You are viewing a plain text version of this content. The canonical link for it is here.
Posted to mapreduce-issues@hadoop.apache.org by "MengWang (JIRA)" <ji...@apache.org> on 2011/02/25 06:07:38 UTC

[jira] Commented: (MAPREDUCE-2345) Optimize jobtracker's memory usage

    [ https://issues.apache.org/jira/browse/MAPREDUCE-2345?page=com.atlassian.jira.plugin.system.issuetabpanels:comment-tabpanel&focusedCommentId=12999218#comment-12999218 ] 

MengWang commented on MAPREDUCE-2345:
-------------------------------------

jobtracker's memory mainly used for TaskInProgress objects.

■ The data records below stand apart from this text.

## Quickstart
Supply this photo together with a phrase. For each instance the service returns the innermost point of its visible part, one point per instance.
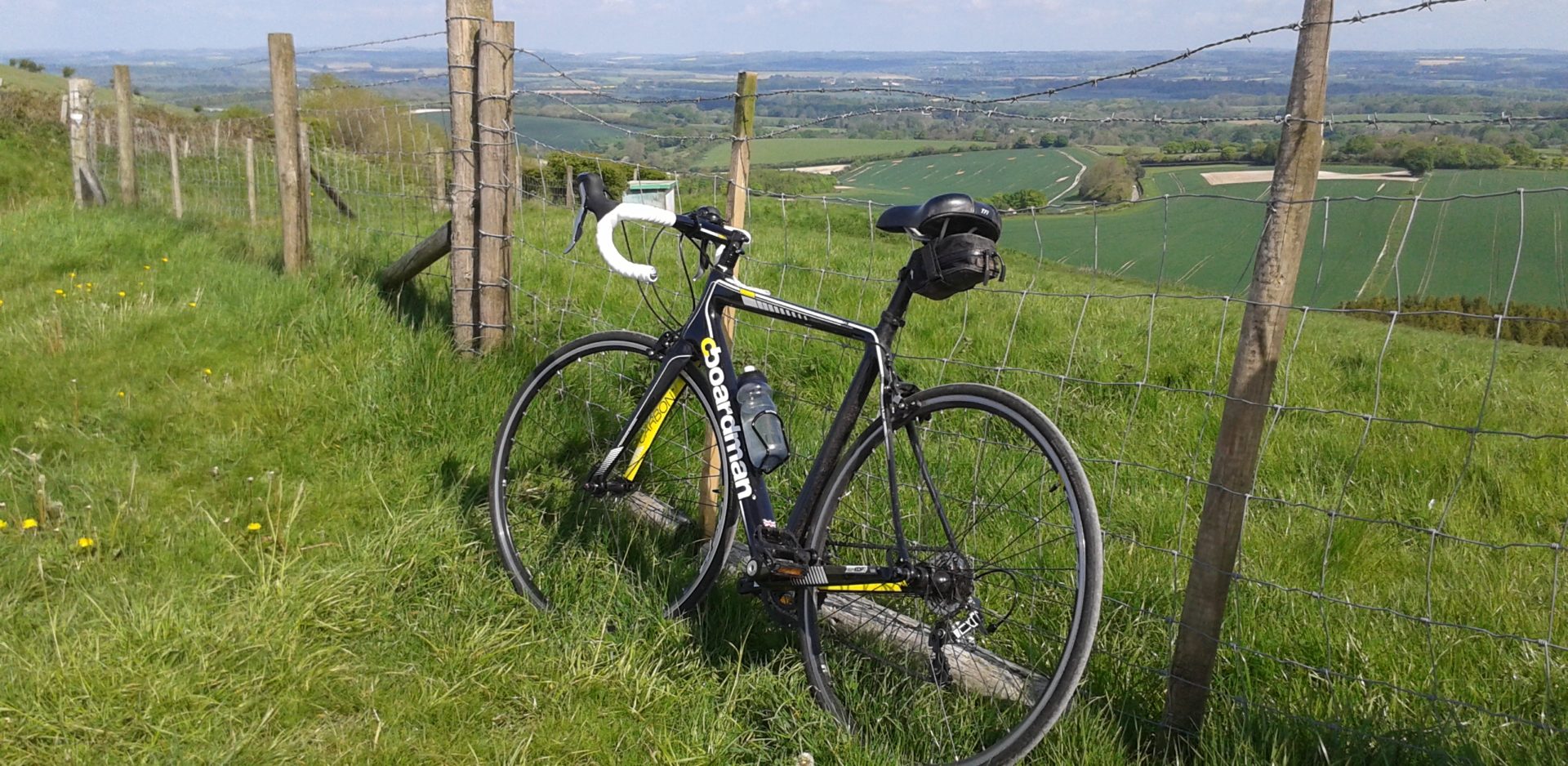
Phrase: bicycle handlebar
(606, 238)
(610, 213)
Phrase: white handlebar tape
(606, 238)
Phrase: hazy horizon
(659, 27)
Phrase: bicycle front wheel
(995, 506)
(661, 533)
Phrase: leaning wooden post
(83, 172)
(496, 149)
(124, 140)
(250, 176)
(175, 177)
(463, 25)
(1236, 452)
(739, 182)
(286, 136)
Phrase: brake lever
(577, 229)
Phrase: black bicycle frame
(703, 344)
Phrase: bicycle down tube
(703, 342)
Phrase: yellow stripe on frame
(651, 428)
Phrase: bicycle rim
(979, 672)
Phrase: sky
(751, 25)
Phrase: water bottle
(767, 448)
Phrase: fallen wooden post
(332, 193)
(417, 259)
(971, 668)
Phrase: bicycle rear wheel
(978, 672)
(648, 533)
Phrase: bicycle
(942, 569)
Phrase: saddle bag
(949, 265)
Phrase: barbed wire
(330, 49)
(1090, 82)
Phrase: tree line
(1528, 323)
(1421, 154)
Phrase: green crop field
(778, 153)
(564, 134)
(979, 174)
(264, 530)
(1465, 247)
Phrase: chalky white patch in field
(822, 170)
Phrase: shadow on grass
(1237, 732)
(417, 307)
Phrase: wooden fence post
(126, 141)
(463, 25)
(736, 198)
(286, 143)
(306, 176)
(175, 177)
(83, 171)
(441, 201)
(741, 148)
(496, 151)
(250, 176)
(1236, 450)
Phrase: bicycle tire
(862, 651)
(559, 426)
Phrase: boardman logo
(728, 425)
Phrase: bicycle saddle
(942, 215)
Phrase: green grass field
(564, 134)
(22, 78)
(778, 153)
(916, 179)
(366, 619)
(1465, 247)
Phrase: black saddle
(941, 216)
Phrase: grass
(980, 174)
(368, 621)
(778, 153)
(24, 80)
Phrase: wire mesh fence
(1401, 569)
(1401, 577)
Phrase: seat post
(893, 317)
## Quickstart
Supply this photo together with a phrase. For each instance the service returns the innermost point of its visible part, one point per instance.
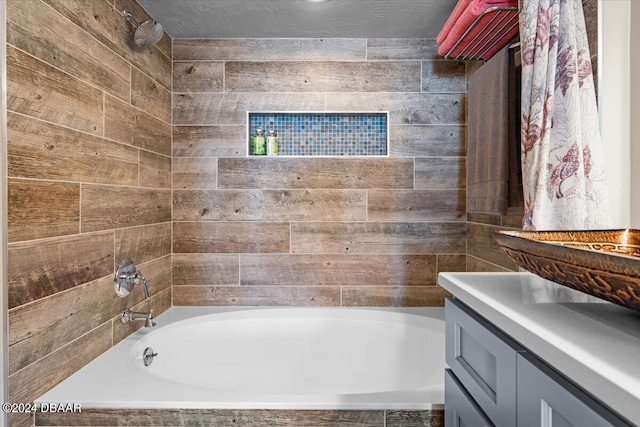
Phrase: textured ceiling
(300, 18)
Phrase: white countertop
(593, 342)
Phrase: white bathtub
(271, 358)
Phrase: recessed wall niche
(322, 133)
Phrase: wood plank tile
(142, 244)
(269, 205)
(444, 76)
(337, 270)
(257, 295)
(41, 268)
(378, 237)
(403, 418)
(69, 315)
(42, 32)
(36, 149)
(106, 207)
(149, 96)
(215, 417)
(322, 76)
(230, 237)
(155, 170)
(200, 76)
(398, 296)
(104, 22)
(195, 173)
(210, 141)
(127, 124)
(38, 209)
(39, 377)
(427, 141)
(416, 205)
(481, 243)
(205, 269)
(441, 173)
(37, 89)
(263, 49)
(315, 173)
(402, 48)
(404, 108)
(231, 108)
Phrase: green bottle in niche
(272, 143)
(259, 142)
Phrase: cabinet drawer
(546, 399)
(459, 409)
(484, 360)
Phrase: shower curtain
(562, 156)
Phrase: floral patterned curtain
(562, 160)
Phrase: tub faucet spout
(129, 316)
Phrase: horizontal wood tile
(315, 173)
(142, 244)
(378, 237)
(29, 383)
(404, 108)
(337, 270)
(69, 315)
(150, 96)
(231, 108)
(37, 269)
(42, 32)
(441, 173)
(37, 89)
(402, 48)
(416, 205)
(322, 76)
(399, 296)
(257, 295)
(444, 76)
(105, 23)
(269, 205)
(427, 141)
(127, 124)
(215, 417)
(195, 173)
(262, 49)
(106, 207)
(155, 170)
(38, 209)
(200, 76)
(205, 269)
(210, 141)
(230, 237)
(481, 243)
(420, 418)
(36, 149)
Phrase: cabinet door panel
(459, 409)
(546, 399)
(484, 360)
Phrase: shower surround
(101, 168)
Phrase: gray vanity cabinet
(493, 381)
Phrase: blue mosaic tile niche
(324, 134)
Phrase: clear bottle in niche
(259, 142)
(272, 143)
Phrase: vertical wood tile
(37, 89)
(199, 76)
(37, 269)
(38, 209)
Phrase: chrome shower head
(147, 33)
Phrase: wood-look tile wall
(483, 253)
(89, 173)
(316, 231)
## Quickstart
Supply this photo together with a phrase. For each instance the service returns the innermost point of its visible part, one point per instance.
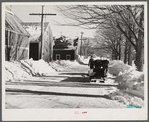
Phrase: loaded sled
(99, 71)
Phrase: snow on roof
(12, 23)
(34, 28)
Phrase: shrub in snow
(14, 70)
(135, 101)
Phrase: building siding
(63, 54)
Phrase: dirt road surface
(69, 89)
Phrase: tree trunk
(130, 55)
(139, 47)
(125, 53)
(119, 50)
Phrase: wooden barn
(65, 48)
(34, 28)
(16, 38)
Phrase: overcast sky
(23, 11)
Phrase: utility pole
(81, 42)
(42, 29)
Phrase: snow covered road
(69, 89)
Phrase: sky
(23, 11)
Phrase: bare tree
(129, 20)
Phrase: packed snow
(130, 81)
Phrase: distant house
(65, 48)
(16, 38)
(34, 28)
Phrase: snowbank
(130, 81)
(82, 60)
(127, 99)
(117, 67)
(19, 70)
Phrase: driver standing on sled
(91, 62)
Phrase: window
(57, 56)
(68, 57)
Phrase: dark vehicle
(100, 68)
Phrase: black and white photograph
(74, 61)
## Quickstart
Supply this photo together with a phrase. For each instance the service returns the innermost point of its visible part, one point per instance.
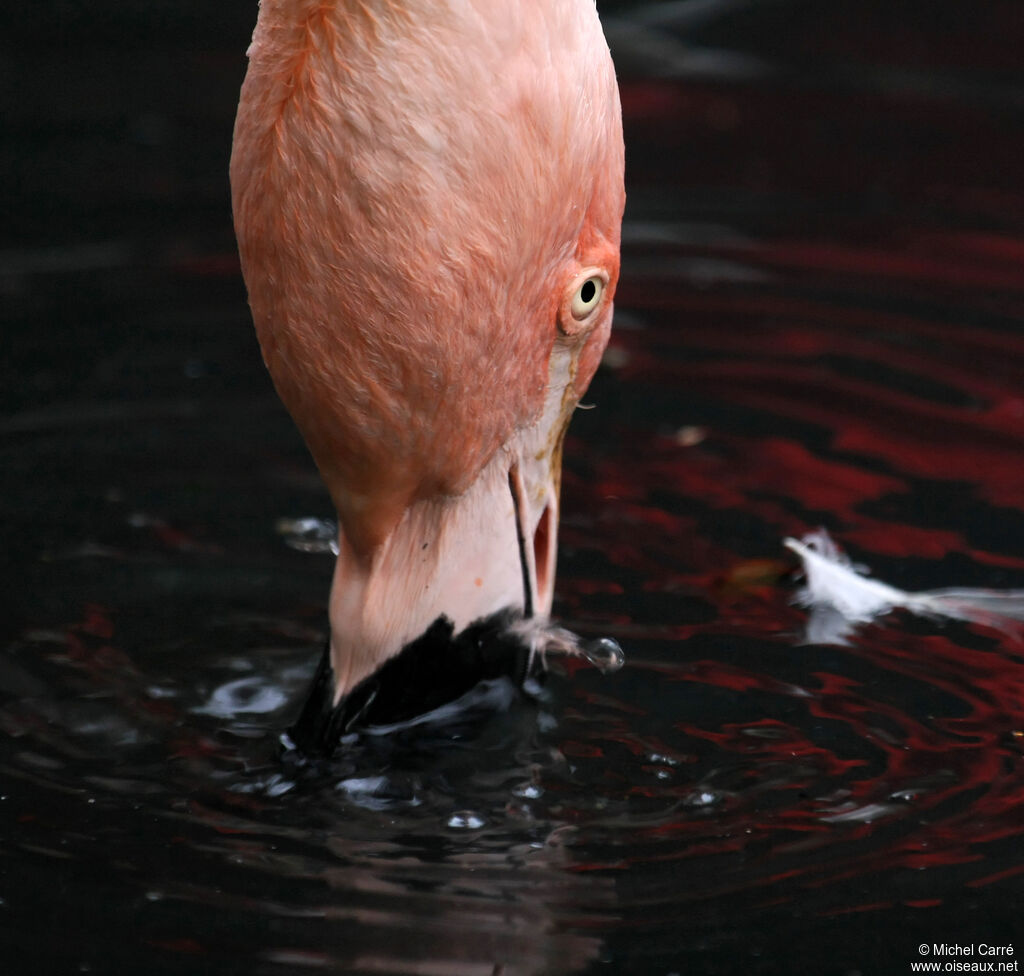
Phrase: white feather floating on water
(841, 596)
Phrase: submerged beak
(460, 558)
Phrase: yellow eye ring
(584, 298)
(587, 297)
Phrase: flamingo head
(428, 199)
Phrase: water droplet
(465, 820)
(604, 653)
(309, 535)
(244, 696)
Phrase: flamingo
(427, 200)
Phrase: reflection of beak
(464, 558)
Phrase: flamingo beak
(449, 566)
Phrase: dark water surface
(819, 324)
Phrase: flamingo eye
(587, 297)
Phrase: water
(819, 325)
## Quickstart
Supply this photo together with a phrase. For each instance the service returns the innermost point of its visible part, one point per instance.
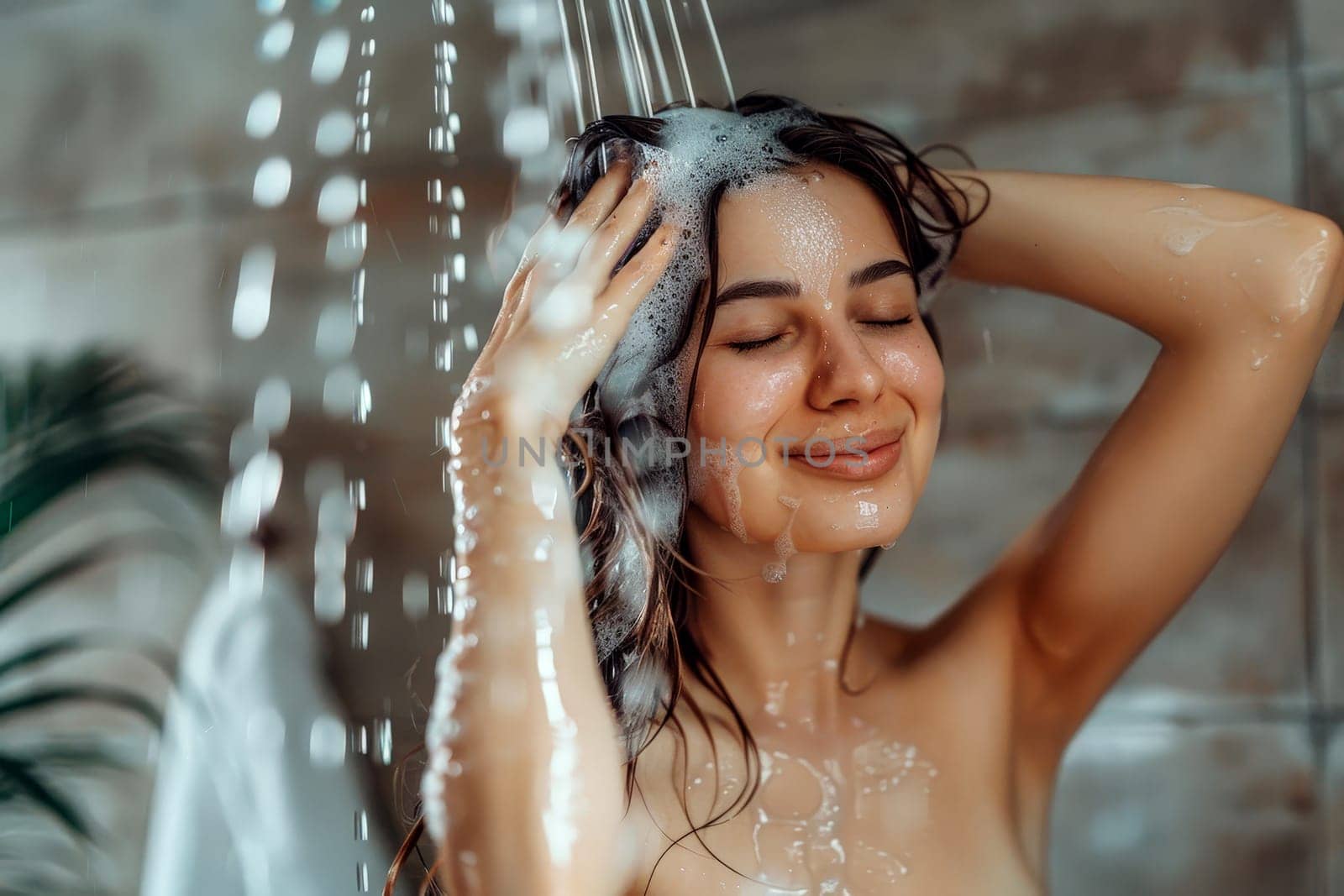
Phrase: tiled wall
(1216, 766)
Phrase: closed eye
(907, 318)
(753, 344)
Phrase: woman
(658, 679)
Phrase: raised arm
(524, 783)
(1242, 293)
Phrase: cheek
(916, 371)
(737, 406)
(734, 402)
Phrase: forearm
(530, 761)
(1180, 262)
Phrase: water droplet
(272, 183)
(252, 302)
(335, 134)
(275, 42)
(338, 201)
(329, 56)
(262, 114)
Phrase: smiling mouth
(880, 450)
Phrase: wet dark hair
(645, 669)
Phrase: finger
(615, 235)
(512, 309)
(602, 197)
(570, 302)
(635, 281)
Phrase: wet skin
(936, 777)
(900, 783)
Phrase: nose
(844, 371)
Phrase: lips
(867, 443)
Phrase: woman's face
(816, 336)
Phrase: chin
(850, 530)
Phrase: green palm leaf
(62, 423)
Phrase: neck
(776, 645)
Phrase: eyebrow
(879, 270)
(790, 289)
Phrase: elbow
(1310, 291)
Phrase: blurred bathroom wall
(127, 183)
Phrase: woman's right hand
(524, 772)
(564, 311)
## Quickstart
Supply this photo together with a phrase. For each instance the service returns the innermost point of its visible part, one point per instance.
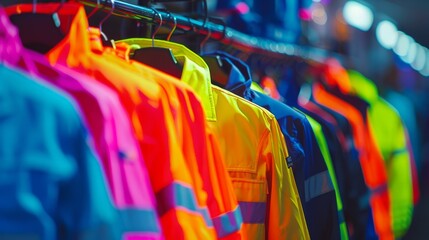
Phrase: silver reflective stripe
(19, 236)
(317, 185)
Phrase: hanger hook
(107, 16)
(158, 27)
(174, 27)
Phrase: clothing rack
(218, 32)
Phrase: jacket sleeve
(285, 215)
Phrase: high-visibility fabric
(390, 136)
(256, 173)
(318, 199)
(222, 202)
(373, 166)
(254, 152)
(321, 140)
(344, 156)
(51, 183)
(54, 187)
(179, 194)
(114, 141)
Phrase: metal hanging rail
(218, 32)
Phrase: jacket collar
(195, 72)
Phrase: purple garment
(111, 131)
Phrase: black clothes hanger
(158, 57)
(39, 31)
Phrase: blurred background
(386, 40)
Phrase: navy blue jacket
(307, 162)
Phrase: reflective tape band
(253, 212)
(228, 223)
(400, 151)
(317, 185)
(178, 195)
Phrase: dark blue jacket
(305, 157)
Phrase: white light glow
(358, 15)
(420, 61)
(402, 45)
(387, 34)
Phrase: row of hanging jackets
(99, 143)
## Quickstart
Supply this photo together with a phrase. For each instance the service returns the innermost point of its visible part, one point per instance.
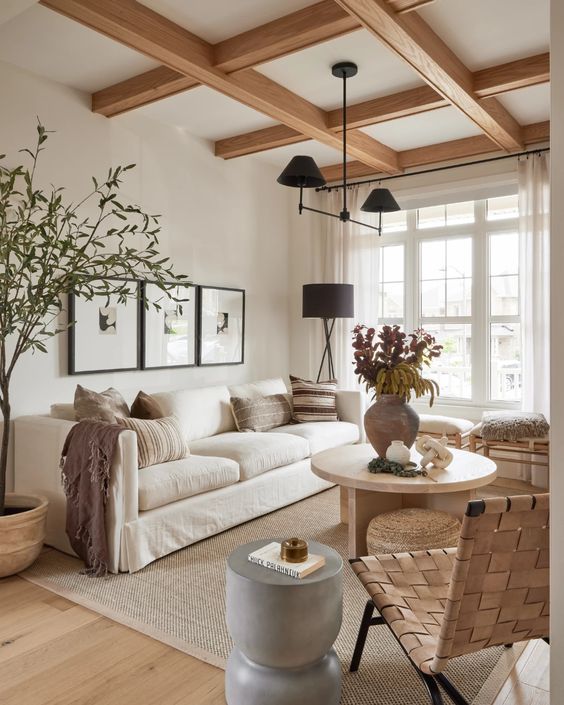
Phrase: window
(454, 270)
(445, 288)
(391, 299)
(504, 325)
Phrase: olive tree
(50, 247)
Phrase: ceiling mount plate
(344, 69)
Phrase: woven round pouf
(411, 530)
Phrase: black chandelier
(302, 171)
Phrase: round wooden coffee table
(365, 494)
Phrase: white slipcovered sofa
(228, 478)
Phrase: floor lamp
(328, 302)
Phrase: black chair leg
(432, 688)
(362, 634)
(453, 693)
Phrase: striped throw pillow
(261, 413)
(158, 440)
(314, 401)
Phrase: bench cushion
(168, 482)
(255, 453)
(322, 435)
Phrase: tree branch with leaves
(50, 248)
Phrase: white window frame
(480, 319)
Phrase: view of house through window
(463, 287)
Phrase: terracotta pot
(21, 533)
(389, 419)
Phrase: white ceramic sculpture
(433, 452)
(398, 452)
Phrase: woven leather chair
(492, 589)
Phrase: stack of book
(269, 557)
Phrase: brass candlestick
(293, 550)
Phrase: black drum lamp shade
(328, 301)
(380, 200)
(302, 172)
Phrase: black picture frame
(158, 319)
(75, 343)
(235, 323)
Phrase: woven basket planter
(411, 530)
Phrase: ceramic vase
(398, 452)
(389, 419)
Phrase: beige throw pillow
(261, 413)
(146, 407)
(99, 406)
(158, 440)
(314, 401)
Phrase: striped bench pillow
(314, 401)
(158, 440)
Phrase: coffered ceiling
(468, 77)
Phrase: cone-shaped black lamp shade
(380, 200)
(301, 171)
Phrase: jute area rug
(180, 600)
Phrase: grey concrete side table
(283, 629)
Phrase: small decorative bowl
(293, 550)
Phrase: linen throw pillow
(158, 440)
(314, 401)
(261, 413)
(146, 407)
(99, 406)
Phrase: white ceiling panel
(281, 155)
(435, 126)
(308, 72)
(487, 32)
(216, 20)
(528, 105)
(50, 45)
(206, 113)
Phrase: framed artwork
(170, 332)
(222, 326)
(106, 334)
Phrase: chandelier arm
(316, 210)
(366, 225)
(344, 142)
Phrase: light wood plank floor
(58, 653)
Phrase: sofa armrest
(38, 441)
(350, 407)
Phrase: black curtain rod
(435, 169)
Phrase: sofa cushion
(262, 388)
(201, 412)
(254, 452)
(322, 435)
(169, 482)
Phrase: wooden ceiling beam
(298, 30)
(144, 30)
(442, 152)
(491, 81)
(413, 40)
(513, 75)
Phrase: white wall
(557, 345)
(224, 223)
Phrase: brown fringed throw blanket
(86, 460)
(507, 426)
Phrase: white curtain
(534, 209)
(348, 254)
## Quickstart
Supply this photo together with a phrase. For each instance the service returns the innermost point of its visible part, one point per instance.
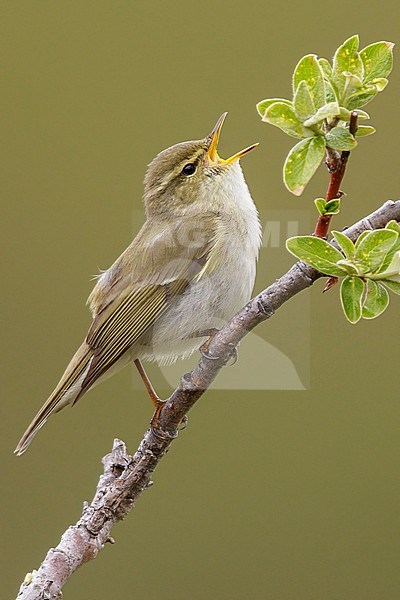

We submit a Job with 100,087 tasks, jt's memory usage as follows:
org.apache.hadoop.mapred.TaskInProgress 
object 100,087
Shallow size 29,625,752
Retained size 325,065,944 (96%)

Our optimization work as follows:
(1)Reduce duplicated strings
   jobtracker stores too many duplicated strings, for example: splitClass name, splite locations, counters group name, couters name, display name, jtIdentifier of JobID, jobdir of MapOutputFile. 
   we use a StringCache reduced nearly 15% memory.
(2)Counters should be delay initialized
   tips with no attempttask assigned should not create Counters.
(3)Reconstruct completed TIP's counters
   when a task completed, the tip of this task become bigger because of counters. To speed up Counters update and lookup, Counters use HashMap and a cache, which cost too much memory. So we seperated counter values from Counters structure, all tasks share a CounterMap object, which map <CounterGroupName, CounterName> -> index of a long array, and every tip store a array of its counter values.
   Using this method, JT's memory reduced nearly 50%.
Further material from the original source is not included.